The recipe is found on the BBC website at http://www.bbc.co.uk/food/recipes/celebration_chocolate_18175
But for ease….
190g/6½oz self-raising flour
150g/5oz caster sugar
2 level tbsp cocoa powder
1 level tsp bicarbonate of soda
1 level tsp baking powder
2 tbsp golden syrup
2 free-range eggs
150ml/¼ pint sunflower oil
150ml¼ pint milk
For the icing
200g/7oz white chocolate
150ml/¼ pint double cream
1 x 125g/4½oz tub full-fat cream cheese
Heat the oven to 180C/350F/Gas 4 and grease and line with greased greaseproof paper the bases of two 20cm/8in straight-sided loose bottomed sandwich tin
Sift the dry ingredients into a large bowl and make a well in the centre. Add the syrup, eggs, oil and milk, mix with an electric hand whisk and pour into the tins.
Bake in the oven for 25-30 minutes, or until the cakes springs back when lightly pressed with your fingertips.
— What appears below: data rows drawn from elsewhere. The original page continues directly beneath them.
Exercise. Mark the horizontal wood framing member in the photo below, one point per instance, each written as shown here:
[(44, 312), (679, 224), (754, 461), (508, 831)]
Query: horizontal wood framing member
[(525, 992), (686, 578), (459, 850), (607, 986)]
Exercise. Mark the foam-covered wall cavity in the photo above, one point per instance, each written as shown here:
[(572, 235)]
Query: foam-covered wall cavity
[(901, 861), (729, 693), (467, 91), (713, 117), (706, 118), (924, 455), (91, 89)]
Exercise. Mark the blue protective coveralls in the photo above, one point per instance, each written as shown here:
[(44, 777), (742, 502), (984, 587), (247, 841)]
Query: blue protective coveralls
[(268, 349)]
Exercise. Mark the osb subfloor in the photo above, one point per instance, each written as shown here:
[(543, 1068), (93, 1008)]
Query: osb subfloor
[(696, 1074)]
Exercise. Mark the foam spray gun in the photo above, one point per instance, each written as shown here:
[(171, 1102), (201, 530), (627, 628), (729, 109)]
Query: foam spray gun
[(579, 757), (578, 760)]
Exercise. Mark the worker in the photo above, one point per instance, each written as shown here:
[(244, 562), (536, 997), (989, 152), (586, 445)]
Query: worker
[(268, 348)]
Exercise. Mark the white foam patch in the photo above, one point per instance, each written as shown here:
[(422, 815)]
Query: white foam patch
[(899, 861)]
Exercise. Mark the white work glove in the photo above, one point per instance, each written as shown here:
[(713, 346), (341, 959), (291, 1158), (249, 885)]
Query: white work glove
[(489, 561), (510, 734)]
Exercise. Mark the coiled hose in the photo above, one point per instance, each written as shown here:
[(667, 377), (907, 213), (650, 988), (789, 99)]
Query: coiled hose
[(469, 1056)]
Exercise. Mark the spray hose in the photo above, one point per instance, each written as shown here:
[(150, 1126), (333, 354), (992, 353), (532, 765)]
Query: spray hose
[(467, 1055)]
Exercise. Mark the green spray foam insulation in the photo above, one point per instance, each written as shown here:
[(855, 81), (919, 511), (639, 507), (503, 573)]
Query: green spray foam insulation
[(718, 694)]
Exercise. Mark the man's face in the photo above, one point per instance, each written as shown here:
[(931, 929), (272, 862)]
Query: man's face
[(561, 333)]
Turn out on a wire rack, remove the paper and leave to cool.
For the icing, break the white chocolate into a bowl. Heat the double cream in a pan, until very hot but not boiling and pour the hot cream over the white chocolate to melt it. Stir until melted and set aside to cool.
Spoon the cream cheese into a bowl then gradually add the white chocolate mixture and stir until combined. Set aside to cool a little, until thick enough to ice.
Spread half of the icing on one cake, sit the other cake on top and spread the remaining icing on top to give a pretty finish.